Abstract

247 Background: Moving towards safer radiation medicine requires an active surveillance of associated failures, their causes and effects, and evidence-based approaches for mitigation. In this study, by using retrospective and prospective surveillance, we have implemented evidence-based risk mitigation strategies in our radiation medicine practice. Methods: Incident learning has shown us that failures occur due to delays or defects in the radiation medicine process and that cultural error-provoking conditions raise these risks. Our initiatives were directed towards mitigation of defects in the high-risk process steps identified through a planning process FMEA. These included the standardization of care pathways and grading scale for assessing toxicity; pre-planning contour, directive peer review; electronic whiteboard for planning coordination and incident reporting, a process interlock policy to thwart delay-rushed processes; and the use of 6 sigma metrics to monitor individual staff operational efficiencies. Results: There has been a 3-fold increase over a 9 month period in incident reporting relative to the previous 6 previous years, by the peer group historically least likely to report, with no increase in adverse events. Evidence-based care pathways have been used with under 5% clinical non-compliance rates. The implementation of contour and directive pre-planning peer review has enhanced early defect detection.

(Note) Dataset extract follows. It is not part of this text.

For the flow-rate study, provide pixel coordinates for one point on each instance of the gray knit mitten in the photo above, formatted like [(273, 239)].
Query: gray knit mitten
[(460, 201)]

There has been a twofold drop in the occurrence of high-risk procedural delays. Patient treatment start delays are routinely enforced on cases that would have historically been rushed. Temporal trends demonstrate over 30% improvement in process Z-scores over the past three years. Conclusions: Driving these risk mitigation initiatives has challenged traditional norms such as expediting treatment initiation in delay-rushed environments or sustaining care pathways that are more experience rather than evidence-based. Therefore their implementation has met with substantial barriers. It is the focus on patient safety, statistical process control, policy enforcement, regular incident reviews, and use of quantitative metrics that has been instrumental in realizing these changes and crossing barriers.